Hacker News new | ask | show | jobs
by lmm 1603 days ago
> Mojibake is a universal problem when multiple charset is used and there are no charset specification on metadata. Software guess charset but it's just a guess. Japanese locale software occasionally confuses Latin-1 vs SJIS but often confuses SJIS vs EUC-JP or UTF-8.

In theory it can happen with any combination of character sets, sure, but in practice every example of mojibake I've seen has been SJIS (or UTF-8) encoded text being decoded as CP1252 ("Latin-1" but that's an ambiguous term) by software that assumed the whole world used that particular western codepage. If you've got examples of SJIS vs EUC-JP confusion in the wild I'd be vaguely interested to see them (is there even anywhere that still uses EUC-JP?)

> Japanese company tend to still use SJIS but it's just laziness.

It's not just laziness; switching to unicode is a downgrade, because in practice it means you're going to get your characters rendered wrongly (Chinese style) for a certain percentage of your customers, for little clear benefit.

> To handle multiple language text, it's pain but anyway there are no alternatives.

Given that you have to build a structure that looks like a sequence of spans with language metadata attached to each one, there's not much benefit to using unicode versus letting each span specify its own encoding.

2 comments

Maybe the guess order depends on locale reasonably. GP is my experience mainly on old days ja-JP localed Windows software. IIRC Unix software tend to not good at guess so maybe you referring them.

Nowadays I rarely see new EUC-JP contents (or I just not recognized) but still sometimes I encounter mojibake on Chrome while visiting old homepage (like once per month). For web page, anyway most modern pages (including SJIS) don't rely on guess but have <meta charset> tag so mojibake very rarely happen. For plaintext files, I still see UTF-8 file shown as SJIS on Windows Chrome.

Viewing Japanese only UTF-8 text is totally fine for Japanese localed Windows/Mac/(Linux but YMMV). So your case is to view the text on non-Japanese locale. It possibly have a problem but how SJIS solved the issue? What software switches font if it opens SJIS file? Is the app/format don't support specifying font/lang like HTML/Word?

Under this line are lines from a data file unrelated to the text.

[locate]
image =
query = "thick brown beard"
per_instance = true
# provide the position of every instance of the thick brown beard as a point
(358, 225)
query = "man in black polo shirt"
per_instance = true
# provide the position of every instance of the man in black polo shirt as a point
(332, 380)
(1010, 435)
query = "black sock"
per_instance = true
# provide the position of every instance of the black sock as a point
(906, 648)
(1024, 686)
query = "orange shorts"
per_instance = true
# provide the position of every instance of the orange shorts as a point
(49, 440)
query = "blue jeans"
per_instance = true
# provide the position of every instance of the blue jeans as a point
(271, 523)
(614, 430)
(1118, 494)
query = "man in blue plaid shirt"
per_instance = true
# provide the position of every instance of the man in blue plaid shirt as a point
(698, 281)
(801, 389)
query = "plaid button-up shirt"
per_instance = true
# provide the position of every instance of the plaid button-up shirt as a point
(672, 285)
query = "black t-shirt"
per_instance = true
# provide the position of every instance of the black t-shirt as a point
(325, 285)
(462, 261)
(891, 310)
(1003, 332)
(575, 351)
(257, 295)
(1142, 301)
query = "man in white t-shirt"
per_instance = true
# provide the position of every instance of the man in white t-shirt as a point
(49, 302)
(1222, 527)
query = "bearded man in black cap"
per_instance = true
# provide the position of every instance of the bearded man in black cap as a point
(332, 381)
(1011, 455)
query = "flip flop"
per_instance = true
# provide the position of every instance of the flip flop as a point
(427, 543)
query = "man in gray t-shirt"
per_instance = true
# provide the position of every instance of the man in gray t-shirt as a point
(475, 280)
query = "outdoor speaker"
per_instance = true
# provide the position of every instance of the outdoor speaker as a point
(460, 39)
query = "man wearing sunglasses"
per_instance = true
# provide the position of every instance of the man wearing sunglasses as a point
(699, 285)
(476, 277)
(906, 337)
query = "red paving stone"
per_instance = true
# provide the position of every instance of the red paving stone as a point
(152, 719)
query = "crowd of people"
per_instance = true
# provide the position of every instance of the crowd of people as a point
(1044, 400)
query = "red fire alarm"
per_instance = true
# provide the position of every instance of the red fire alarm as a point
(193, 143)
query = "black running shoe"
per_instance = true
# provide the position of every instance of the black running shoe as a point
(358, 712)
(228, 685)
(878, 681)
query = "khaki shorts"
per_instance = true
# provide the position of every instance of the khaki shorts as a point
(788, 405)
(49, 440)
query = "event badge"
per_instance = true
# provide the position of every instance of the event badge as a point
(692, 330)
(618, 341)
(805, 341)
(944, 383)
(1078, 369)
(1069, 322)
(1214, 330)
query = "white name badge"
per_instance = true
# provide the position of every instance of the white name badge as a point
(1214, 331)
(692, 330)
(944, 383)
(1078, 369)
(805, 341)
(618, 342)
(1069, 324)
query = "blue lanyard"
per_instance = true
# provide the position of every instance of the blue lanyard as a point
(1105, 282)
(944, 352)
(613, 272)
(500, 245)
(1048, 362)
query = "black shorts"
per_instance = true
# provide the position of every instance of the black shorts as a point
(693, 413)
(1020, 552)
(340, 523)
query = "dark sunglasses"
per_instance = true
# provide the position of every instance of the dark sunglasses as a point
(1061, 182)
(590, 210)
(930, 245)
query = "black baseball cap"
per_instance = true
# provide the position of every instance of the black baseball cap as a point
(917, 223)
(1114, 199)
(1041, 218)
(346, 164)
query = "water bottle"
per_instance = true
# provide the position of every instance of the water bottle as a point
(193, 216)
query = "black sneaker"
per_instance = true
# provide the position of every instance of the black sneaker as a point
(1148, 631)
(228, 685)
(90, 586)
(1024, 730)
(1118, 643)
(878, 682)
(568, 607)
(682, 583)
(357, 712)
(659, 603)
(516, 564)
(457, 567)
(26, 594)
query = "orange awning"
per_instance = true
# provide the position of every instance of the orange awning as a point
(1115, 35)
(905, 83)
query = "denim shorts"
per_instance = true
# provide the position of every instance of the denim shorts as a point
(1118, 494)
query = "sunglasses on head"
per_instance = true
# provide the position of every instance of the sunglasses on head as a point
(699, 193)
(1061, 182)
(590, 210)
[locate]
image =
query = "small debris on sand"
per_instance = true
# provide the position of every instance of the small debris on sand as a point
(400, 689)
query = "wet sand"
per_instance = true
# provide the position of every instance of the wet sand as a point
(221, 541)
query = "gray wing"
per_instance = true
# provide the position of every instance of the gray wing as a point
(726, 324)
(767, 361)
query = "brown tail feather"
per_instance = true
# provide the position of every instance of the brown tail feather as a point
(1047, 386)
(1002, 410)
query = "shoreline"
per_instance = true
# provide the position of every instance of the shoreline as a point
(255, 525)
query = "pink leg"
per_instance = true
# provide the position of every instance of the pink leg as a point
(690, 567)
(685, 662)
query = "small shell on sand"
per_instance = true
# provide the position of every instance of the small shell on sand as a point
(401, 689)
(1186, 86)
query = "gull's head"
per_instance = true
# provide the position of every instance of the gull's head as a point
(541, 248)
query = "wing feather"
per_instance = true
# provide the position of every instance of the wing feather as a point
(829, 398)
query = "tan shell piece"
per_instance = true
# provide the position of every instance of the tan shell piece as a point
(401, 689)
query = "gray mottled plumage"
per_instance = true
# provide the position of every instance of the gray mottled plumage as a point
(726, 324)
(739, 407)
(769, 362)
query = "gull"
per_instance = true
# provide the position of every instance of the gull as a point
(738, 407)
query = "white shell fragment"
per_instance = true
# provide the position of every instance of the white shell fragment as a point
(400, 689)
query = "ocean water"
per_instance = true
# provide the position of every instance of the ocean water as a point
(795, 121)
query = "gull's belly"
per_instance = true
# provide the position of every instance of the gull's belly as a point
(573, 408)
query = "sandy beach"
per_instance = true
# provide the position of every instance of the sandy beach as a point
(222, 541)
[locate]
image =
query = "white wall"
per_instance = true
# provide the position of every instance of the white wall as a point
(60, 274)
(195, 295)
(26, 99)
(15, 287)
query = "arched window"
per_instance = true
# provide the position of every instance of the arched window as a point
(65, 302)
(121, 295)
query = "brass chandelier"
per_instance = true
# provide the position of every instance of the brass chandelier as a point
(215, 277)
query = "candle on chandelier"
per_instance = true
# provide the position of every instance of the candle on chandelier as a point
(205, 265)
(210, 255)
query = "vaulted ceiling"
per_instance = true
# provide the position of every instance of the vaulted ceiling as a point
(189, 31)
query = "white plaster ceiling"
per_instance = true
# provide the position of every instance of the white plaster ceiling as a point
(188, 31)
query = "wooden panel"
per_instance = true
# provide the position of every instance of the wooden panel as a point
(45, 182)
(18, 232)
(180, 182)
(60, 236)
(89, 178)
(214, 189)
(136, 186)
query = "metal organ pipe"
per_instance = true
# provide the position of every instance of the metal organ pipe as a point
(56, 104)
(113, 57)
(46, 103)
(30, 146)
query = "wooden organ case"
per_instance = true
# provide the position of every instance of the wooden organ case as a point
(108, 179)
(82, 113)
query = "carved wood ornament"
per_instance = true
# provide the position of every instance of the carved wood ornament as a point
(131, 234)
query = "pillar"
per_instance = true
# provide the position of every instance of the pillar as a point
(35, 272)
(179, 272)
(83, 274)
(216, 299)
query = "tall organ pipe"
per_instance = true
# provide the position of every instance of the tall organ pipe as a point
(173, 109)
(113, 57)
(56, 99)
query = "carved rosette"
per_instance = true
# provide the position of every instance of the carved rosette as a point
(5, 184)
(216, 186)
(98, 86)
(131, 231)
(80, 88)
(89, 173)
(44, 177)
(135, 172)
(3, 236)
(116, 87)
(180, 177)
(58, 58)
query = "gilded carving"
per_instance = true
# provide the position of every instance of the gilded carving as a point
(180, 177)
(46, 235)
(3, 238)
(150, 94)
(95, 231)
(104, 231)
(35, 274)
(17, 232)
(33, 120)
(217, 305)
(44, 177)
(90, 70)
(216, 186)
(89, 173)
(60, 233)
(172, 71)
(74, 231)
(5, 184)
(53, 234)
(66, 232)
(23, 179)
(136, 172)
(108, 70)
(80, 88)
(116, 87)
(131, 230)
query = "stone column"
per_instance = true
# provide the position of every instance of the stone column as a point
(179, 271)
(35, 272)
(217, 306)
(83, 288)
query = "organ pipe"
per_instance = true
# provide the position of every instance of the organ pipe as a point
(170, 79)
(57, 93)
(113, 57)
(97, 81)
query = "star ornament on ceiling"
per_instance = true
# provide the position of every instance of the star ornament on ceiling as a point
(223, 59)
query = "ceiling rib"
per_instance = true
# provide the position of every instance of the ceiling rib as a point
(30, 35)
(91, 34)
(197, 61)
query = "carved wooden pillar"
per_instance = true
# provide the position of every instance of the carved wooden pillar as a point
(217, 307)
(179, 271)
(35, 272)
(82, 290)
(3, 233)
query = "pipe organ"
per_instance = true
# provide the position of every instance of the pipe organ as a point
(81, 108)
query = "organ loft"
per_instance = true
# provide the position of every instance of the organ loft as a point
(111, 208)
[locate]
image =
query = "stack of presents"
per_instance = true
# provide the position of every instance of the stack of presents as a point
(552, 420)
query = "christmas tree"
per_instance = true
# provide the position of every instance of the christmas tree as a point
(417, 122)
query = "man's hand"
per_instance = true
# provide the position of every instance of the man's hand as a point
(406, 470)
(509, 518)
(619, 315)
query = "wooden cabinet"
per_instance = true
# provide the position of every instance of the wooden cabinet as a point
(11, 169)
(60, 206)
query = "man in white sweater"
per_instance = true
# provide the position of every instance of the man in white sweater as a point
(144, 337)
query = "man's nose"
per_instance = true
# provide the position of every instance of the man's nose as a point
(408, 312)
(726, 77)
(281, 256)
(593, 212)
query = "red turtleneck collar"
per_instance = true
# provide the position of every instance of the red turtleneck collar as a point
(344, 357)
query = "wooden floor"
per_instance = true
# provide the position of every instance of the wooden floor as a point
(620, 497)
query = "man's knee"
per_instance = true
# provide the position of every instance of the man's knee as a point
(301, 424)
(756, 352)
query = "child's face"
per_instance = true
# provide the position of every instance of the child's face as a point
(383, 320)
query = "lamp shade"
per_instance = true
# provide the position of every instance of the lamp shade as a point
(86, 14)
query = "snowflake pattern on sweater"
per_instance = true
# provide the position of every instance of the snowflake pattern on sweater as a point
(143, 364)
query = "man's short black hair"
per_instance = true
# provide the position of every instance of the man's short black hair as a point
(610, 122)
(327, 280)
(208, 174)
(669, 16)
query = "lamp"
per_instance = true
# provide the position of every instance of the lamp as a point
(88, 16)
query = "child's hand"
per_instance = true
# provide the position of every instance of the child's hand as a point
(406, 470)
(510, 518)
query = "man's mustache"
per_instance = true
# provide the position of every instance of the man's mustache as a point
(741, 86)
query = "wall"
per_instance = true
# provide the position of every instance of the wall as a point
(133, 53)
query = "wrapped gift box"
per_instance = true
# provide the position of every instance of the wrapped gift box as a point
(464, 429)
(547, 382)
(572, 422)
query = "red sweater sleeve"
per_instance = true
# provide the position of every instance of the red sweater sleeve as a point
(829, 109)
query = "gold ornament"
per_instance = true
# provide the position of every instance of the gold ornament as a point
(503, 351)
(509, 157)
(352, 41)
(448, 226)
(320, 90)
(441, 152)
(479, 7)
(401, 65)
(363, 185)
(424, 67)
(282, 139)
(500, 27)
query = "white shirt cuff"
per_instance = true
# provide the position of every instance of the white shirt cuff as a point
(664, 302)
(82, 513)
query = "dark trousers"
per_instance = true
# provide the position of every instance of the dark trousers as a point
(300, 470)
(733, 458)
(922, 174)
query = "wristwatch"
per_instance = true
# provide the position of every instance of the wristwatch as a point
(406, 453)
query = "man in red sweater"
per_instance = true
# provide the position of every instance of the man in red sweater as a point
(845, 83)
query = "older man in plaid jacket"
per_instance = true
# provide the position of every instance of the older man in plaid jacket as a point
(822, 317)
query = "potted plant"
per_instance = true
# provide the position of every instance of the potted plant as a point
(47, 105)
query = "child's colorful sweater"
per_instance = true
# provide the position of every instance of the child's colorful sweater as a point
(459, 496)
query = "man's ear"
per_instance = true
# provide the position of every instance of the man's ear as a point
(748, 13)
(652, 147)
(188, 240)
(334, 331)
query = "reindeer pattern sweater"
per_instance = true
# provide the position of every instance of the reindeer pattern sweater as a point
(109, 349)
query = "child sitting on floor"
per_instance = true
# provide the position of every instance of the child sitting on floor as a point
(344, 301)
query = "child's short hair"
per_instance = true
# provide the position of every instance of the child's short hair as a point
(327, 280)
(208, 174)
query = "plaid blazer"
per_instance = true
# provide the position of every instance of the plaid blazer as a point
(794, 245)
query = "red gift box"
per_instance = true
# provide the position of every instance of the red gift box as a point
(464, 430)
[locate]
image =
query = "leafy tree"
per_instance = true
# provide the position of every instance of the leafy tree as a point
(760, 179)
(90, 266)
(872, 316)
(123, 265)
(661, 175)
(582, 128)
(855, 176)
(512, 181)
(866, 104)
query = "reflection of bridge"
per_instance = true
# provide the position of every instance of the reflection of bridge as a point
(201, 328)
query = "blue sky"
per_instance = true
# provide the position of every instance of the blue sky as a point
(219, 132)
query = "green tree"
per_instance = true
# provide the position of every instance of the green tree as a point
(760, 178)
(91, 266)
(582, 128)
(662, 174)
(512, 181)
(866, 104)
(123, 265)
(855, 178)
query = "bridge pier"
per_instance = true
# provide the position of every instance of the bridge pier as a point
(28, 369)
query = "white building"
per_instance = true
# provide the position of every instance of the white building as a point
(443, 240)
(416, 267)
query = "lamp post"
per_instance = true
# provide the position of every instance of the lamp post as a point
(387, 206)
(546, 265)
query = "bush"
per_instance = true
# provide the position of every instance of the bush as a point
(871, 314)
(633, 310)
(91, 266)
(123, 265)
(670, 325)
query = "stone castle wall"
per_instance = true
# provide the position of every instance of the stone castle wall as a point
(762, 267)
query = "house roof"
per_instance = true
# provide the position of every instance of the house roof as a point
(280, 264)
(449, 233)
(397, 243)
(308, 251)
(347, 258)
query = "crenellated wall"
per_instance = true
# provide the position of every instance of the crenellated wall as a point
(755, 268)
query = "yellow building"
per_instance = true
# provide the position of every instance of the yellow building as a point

I believe no developer want to treat foreign charset like GBK/Big-5/whatever. There are very few information. If developer can switch reading charset on a file, then they can also switch font.

> Viewing Japanese only UTF-8 text is totally fine for Japanese localed Windows/Mac/(Linux but YMMV). So your case is to view the text on non-Japanese locale.

The issue is that realistically a certain proportion of customers are going to have the wrong locale setting or wrong default font set.

> It possibly have a problem but how SJIS solved the issue? What software switches font if it opens SJIS file? Is the app/format don't support specifying font/lang like HTML/Word?

Certainly Firefox will use a Japanese font by default for SJIS whereas it will use a generic (i.e. Chinese) font by default for UTF-8. I would expect most encoding-aware programs would do the same?

> If developer can switch reading charset on a file, then they can also switch font.

Sure, but it works both ways. And it's actually much easier for a lazy developer to ignore the font case because it's essentially only an issue for Japan. Whereas if you make a completely encoding-unaware program it will cause issues in much of Europe and all of Asia (well, it did pre-UTF8 anyway).

I think by far the largest contributor that coined mojibake was E-mail MTA. Some E-mail implementations assumed 7-bit ASCII for all text and dropped MSB on 8-bit SJIS/Unicode/etc, ending up as corrupt text at the receiving end. Next up was texts written in EUC(Extended UNIX Code)-JP probably by someone either running a real Unix(likely a Solaris) or early GNU/Linux, and floppies from a classic MacOS computer. Those must have defined it and various edge cases on web like header-encoding mismatch popularized it.

"Zhonghua fonts" issue is not necessarily linked to encoding, it's an issue about assuming or guessing locales - that has to be solved by adding a language identifier or by ending han unification.